Negotiations among Dayton, Daudt and Bakk throughout the past week did not reach an overall budget agreement. While meeting with Dayton at his official home, Bakk and Daudt retired to a closed-door meeting Friday afternoon, met two hours and left after giving Dayton their budget plan. After looking it over, Dayton had several criticisms, but nothing rising to a veto threat like what he considers inadequate education funding.

Legislators have until midnight Monday to finish their session.

If they cannot finish on time, holding a special session will be difficult because on Tuesday construction workers begin expanding their Capitol renovation work by ripping up the House and Senate chambers. Dayton said that if a special session is needed, it could cost millions of dollars.

In the rush to finish on time, House and Senate negotiators pushed to finish writing their eight spending bills so the full House and Senate can vote on them before adjournment. Lawmakers were expected to work Sunday afternoon and night and all day Monday.

Saturday's focus was on education funding for early childhood through high school.

Democrat Dayton met with reporters, but first greeted a Duluth brother and sister, ages 8 and 11.

"The situation is all about their future," Dayton said, nodding to Stella and Charley Schutz, whose grandmother works for the House Public Information Office.

More than 50 House Democrats signed a letter supporting the Dayton spending level.


"In a time of surplus, we should not be shortchanging our kids," the Democrats wrote to Dayton. "Democrats in the Minnesota House will stand with you and with families across our state as these budget negotiations move forward."

Bakk said that he and Daudt are firm on passing their own plan, not increasing spending to please Dayton. "We are out of time here."
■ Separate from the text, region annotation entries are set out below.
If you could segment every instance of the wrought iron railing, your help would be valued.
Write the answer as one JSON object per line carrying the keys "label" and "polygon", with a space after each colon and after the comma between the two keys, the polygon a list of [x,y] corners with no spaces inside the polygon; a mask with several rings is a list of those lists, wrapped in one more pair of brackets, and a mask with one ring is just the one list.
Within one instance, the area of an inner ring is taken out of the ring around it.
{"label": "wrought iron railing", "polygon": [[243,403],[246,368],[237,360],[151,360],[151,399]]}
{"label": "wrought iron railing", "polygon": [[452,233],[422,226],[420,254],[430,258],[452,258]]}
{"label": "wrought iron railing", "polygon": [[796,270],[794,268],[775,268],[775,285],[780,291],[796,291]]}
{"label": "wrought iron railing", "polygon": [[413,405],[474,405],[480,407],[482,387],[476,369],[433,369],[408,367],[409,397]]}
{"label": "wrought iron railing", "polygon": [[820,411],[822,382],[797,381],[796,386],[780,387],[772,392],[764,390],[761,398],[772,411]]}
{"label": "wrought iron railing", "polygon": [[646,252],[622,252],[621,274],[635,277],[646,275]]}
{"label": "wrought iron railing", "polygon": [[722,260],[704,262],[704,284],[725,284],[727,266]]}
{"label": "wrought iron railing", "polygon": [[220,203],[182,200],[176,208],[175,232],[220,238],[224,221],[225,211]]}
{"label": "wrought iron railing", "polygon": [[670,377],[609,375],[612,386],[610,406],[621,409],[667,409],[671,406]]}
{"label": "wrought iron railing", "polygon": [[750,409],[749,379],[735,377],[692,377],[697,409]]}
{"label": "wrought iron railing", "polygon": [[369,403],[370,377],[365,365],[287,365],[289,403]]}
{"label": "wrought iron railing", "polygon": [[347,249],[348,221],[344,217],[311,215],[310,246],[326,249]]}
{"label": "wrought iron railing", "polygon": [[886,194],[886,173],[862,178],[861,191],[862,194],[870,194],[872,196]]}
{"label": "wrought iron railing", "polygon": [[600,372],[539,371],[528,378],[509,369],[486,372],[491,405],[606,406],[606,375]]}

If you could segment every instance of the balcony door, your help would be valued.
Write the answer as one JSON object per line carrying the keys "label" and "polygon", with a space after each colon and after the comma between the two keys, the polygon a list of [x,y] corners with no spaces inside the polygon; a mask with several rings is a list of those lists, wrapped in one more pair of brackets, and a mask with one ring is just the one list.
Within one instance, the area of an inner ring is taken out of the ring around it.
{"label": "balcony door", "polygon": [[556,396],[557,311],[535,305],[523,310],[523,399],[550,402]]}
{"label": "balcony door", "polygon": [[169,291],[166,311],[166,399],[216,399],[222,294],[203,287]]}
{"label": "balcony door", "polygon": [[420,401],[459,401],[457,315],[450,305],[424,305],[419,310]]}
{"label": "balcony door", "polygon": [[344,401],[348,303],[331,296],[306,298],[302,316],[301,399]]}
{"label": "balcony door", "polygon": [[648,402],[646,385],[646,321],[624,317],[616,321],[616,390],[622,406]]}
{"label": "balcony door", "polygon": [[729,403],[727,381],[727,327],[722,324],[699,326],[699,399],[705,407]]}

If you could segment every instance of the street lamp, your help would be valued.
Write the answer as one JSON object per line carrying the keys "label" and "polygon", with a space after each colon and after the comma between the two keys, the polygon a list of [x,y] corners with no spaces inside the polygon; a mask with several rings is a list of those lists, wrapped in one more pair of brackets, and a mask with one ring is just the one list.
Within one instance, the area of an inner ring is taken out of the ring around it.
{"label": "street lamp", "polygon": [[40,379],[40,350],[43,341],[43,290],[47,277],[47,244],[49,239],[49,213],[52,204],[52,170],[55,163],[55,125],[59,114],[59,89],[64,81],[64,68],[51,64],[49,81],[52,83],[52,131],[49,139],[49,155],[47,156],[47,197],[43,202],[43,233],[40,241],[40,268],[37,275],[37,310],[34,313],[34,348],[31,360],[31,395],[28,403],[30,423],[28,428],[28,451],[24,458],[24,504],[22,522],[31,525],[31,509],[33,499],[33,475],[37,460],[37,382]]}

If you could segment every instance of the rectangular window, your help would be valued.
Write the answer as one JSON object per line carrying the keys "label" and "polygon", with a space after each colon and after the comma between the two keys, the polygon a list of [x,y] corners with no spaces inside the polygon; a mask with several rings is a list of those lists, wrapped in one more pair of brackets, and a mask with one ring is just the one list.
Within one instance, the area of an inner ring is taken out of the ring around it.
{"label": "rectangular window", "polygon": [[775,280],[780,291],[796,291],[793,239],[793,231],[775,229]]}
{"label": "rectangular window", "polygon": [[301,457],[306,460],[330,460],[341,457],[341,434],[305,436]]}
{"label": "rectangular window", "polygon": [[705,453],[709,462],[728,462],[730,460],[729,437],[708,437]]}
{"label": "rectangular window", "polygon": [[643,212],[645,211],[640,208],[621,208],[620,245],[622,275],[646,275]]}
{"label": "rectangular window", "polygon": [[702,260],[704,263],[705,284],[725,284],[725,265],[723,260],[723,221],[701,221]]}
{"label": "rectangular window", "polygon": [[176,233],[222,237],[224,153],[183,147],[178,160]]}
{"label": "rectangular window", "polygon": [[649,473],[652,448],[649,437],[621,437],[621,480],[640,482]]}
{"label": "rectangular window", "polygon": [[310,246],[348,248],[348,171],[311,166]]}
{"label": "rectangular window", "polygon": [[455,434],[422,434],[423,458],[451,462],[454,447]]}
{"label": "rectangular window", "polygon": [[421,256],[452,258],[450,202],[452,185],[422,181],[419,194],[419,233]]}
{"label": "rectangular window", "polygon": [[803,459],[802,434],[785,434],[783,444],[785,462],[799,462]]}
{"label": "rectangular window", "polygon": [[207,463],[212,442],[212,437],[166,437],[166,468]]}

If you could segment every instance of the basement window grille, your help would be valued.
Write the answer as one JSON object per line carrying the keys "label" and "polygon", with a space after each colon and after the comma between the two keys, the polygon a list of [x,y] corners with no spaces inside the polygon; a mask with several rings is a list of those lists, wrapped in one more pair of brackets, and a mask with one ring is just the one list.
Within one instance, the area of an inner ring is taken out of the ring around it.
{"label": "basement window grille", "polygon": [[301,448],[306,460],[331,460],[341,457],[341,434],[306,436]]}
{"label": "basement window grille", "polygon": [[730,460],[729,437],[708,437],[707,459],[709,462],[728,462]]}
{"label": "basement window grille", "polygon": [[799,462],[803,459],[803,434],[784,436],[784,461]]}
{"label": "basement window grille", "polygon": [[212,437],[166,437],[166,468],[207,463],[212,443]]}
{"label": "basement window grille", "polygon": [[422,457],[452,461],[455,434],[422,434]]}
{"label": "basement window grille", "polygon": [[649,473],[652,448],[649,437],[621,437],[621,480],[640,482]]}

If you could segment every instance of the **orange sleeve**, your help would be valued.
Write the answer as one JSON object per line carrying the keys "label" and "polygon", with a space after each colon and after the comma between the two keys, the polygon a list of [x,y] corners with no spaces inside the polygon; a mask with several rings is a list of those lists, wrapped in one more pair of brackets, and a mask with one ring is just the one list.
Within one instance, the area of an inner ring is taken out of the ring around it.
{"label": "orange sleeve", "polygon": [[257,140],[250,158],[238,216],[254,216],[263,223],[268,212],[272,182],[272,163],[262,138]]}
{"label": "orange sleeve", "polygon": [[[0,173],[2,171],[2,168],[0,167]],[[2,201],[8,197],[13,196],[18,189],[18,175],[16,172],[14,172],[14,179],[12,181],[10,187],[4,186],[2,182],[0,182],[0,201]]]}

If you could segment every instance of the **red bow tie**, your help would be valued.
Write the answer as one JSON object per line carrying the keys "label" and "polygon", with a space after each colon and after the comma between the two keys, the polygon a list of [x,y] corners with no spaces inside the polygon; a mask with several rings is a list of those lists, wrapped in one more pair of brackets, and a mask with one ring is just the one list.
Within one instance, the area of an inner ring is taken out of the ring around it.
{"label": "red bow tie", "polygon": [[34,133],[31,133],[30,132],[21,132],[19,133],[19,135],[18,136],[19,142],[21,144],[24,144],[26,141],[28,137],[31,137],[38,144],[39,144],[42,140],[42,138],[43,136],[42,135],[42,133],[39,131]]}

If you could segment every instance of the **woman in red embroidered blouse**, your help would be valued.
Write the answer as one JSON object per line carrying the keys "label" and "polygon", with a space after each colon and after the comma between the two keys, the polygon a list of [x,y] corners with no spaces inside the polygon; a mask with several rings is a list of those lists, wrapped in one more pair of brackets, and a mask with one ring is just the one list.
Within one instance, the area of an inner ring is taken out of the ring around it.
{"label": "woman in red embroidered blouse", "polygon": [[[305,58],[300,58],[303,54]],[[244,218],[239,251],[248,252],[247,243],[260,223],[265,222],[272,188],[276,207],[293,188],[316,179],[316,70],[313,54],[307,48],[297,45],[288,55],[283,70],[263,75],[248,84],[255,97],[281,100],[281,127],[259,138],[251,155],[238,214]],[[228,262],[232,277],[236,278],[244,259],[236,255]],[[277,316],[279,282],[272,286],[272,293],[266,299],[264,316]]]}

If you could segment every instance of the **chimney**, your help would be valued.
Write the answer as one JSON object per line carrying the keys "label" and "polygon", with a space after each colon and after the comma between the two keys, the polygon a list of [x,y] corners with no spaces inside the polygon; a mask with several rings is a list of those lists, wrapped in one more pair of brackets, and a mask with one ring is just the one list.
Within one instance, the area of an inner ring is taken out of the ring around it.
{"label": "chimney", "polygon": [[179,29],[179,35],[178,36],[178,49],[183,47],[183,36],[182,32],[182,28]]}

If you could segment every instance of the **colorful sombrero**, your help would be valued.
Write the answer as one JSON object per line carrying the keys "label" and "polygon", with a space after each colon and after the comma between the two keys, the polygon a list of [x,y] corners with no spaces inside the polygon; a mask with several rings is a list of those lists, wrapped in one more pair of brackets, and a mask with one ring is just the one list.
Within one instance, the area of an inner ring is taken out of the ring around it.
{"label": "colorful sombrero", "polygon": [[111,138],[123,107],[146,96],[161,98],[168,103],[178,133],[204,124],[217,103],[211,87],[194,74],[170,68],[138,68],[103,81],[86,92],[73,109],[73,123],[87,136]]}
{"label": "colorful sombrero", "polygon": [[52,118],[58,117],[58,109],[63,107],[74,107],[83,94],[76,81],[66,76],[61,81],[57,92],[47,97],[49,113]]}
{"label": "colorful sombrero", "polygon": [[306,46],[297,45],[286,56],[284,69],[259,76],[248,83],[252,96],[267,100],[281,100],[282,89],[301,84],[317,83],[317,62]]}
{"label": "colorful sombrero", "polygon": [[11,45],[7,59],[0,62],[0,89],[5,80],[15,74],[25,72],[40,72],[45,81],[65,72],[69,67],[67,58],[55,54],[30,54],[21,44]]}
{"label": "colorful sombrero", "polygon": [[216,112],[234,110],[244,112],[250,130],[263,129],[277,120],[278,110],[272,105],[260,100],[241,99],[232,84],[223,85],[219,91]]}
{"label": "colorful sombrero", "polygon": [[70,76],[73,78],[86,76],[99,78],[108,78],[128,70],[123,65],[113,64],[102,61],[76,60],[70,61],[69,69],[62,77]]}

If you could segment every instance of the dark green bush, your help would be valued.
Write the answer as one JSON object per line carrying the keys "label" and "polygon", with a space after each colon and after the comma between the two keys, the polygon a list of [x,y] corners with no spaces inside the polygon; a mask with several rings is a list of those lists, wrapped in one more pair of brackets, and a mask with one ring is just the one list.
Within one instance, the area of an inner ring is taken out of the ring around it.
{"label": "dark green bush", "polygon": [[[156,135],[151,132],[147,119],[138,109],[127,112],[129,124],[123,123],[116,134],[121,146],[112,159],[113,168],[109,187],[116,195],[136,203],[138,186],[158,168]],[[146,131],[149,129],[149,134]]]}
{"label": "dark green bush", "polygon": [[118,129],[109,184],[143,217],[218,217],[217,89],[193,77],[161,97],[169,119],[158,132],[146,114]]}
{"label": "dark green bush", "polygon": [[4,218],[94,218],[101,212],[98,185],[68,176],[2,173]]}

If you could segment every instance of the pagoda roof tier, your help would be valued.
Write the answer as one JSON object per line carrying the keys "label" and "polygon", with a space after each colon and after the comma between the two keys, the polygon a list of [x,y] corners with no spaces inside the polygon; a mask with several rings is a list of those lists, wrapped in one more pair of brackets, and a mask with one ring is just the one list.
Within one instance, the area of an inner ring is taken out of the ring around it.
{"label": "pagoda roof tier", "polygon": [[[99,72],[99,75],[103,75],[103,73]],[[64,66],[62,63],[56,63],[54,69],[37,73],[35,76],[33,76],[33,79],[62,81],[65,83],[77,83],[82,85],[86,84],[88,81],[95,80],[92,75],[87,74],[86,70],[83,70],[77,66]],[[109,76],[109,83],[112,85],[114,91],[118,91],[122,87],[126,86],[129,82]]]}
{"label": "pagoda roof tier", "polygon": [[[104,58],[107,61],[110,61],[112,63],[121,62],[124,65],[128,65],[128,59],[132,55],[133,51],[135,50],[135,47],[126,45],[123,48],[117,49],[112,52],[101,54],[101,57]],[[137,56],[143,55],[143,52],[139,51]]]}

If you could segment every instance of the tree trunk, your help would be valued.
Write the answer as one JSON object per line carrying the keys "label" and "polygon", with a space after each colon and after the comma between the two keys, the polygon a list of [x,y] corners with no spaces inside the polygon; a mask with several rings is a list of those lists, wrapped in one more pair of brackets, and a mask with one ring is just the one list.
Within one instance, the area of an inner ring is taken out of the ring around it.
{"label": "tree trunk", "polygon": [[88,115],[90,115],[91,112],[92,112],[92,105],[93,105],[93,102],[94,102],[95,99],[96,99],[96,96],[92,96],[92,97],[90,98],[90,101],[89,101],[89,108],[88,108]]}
The senator warned that Dayton's veto threat "is very risky." He said if the bill is vetoed, Republicans could return to a special session with an even lower spending target. "He may get a smaller education bill if he goes into special session."

The Dayton administration disputed Bakk's claim that lack of an education bill would allow schools to keep their funding. He said a veto would only result in the state Education Department closing.

While some funding would continue, the administration released a memorandum saying that not only would the 400-worker state department close without an education bill, but considerable school funding also would dry up. Teachers also could lose jobs, the memo said.